Barclay Lennie

Born: September 26, 1940;

Died: July 23, 2023

In 1970 Barclay Lennie, who has died aged 82, was running his pub in Glasgow’s Saltmarket. He loved Alsatians and took his dog to work every day. He also visited the sale rooms. One day he saw a Jessie M King Christmas card and bought it for his wife, Mignon. A romantic gesture. Soon collecting and researching the work of this fin de siecle artist became a passion. He was also collecting all things Glasgow. Thus began his second career as gallery owner.

Len was a born collector. At seven his bedroom walls were covered in bottle labels carefully stuck on cardboard. Stamps followed - later cars, his favourite a silver blue Lotus Elan. He had a Dinky collection of every model of car he ever owned.

But his absolute passion was Glasgow. The history of Glasgow, pictures of Glasgow, decorative arts made in Glasgow, always Glasgow, happily filling the family home in Kingsborough Gardens with books, art, and antiques.

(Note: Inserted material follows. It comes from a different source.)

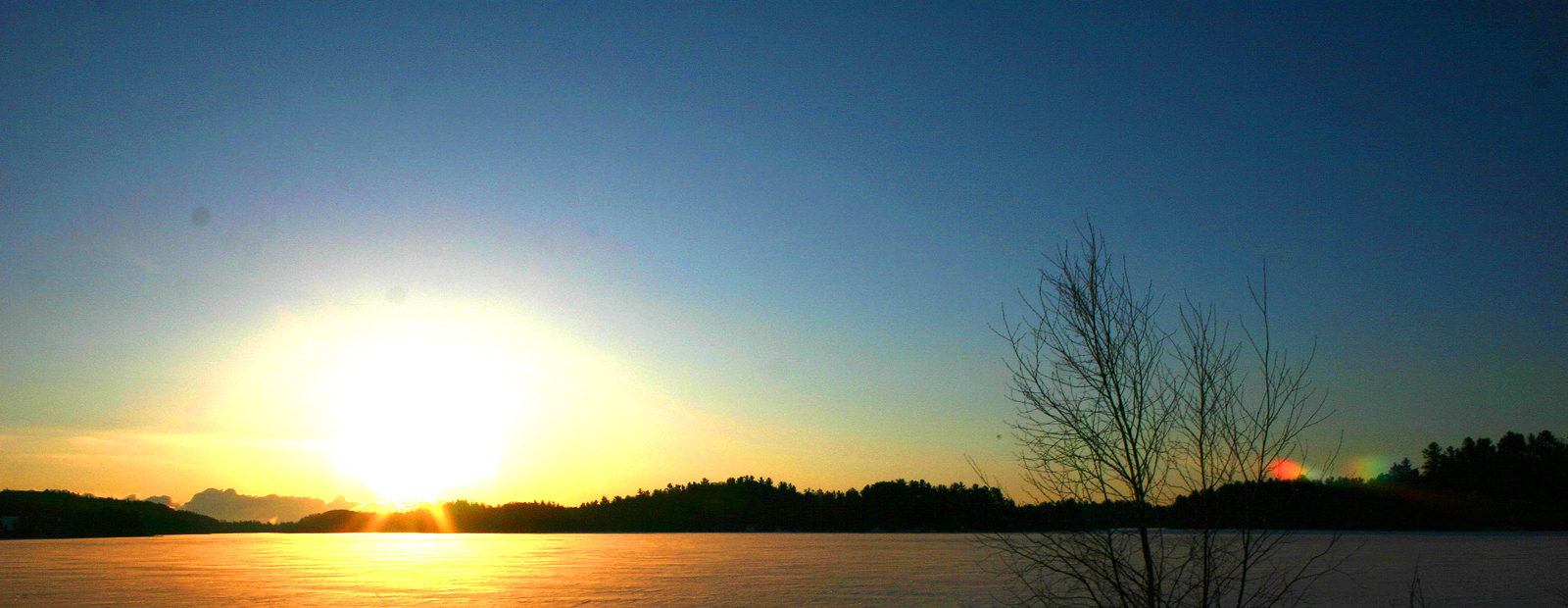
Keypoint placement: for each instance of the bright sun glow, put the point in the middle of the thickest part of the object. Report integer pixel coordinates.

By the time I met him in the 1980s he was a well-known authority on Glasgow Style works of art with an astonishing breadth of knowledge about Scottish art. He was also famous for sharing his knowledge with collectors, as well as art historians like Mackintosh expert Peter Trowles who told me, "His gallery in Bath Street was alongside John Green, Cooper Hay and Phillips the auctioneers. He was always willing to share his extensive knowledge and contacts in the art world. We worked together on several things including the spectacular 1999 Jesse King exhibition for Glasgow Art School.”

When Lennie began his detective work in the 1970s one could still find Jessie King illustrated books in junk shops for a couple of pounds. Now they sell for thousands. He found pieces of her Liberty's silver and enamel jewellery in the Barras for a few quid. Today a rare example can fetch £3,000. Originally he didn't plan to collect her ceramics or books (she illustrated more than 200 volumes) but was quickly seduced. He also collected batik work as well as the precious, delicate watercolour paintings on vellum. He loved everything she did.

Len's passion for both Glasgow and Jessie M King became such that after selling his pub in 1984, he delved full time into art and history, combining his knowledge of and fascination for the city with setting up the Jesse M King archive, the world's most comprehensive collection of her pictures, books, pottery, photos and ephemera. A century ago King was internationally acclaimed. She won the gold medal at the 1902 Turin international, visited Budapest, Berlin and France and her work appeared regularly in influential magazines like Studio. Along with Charles Rennie Mackintosh, she exhibited at the Venice Biennale.

Barclay Lennie’s decision to open a gallery grew directly out of his love for King’s work. His major 1989 exhibition of her work proved his fascination was shared by thousands. He was astounded that there were queues round the block. He showed Talwin Morris, Annie French and others too.

As treasurer of the Royal Glasgow Institute of Fine Art, Barclay Lennie also got to know many Glasgow artists, and helped young GSA graduates, giving them their first award and sometimes an exhibition. For over 40 years his downtime was spent at a beloved cottage on Inchmurrin Island - chopping logs and building a stone jetty - from where he has asked that his ashes be scattered over Loch Lomond.

A former Bath St neighbour, Alasdair Nichol, chairman of Philadelphia’s Freeman Auction house and well-known American TV Antiques Roadshow star, sums things up. "I made my first ‘proper’ oil painting purchase from Len in the 1980s. He is a real loss to the Glasgow arts community and beyond.”

He is survived by his wife Mignon, daughters Mignon Reid and Jacqueline Chivers, and grandchildren Lauren Reid, Jake Reid and Callum Reid.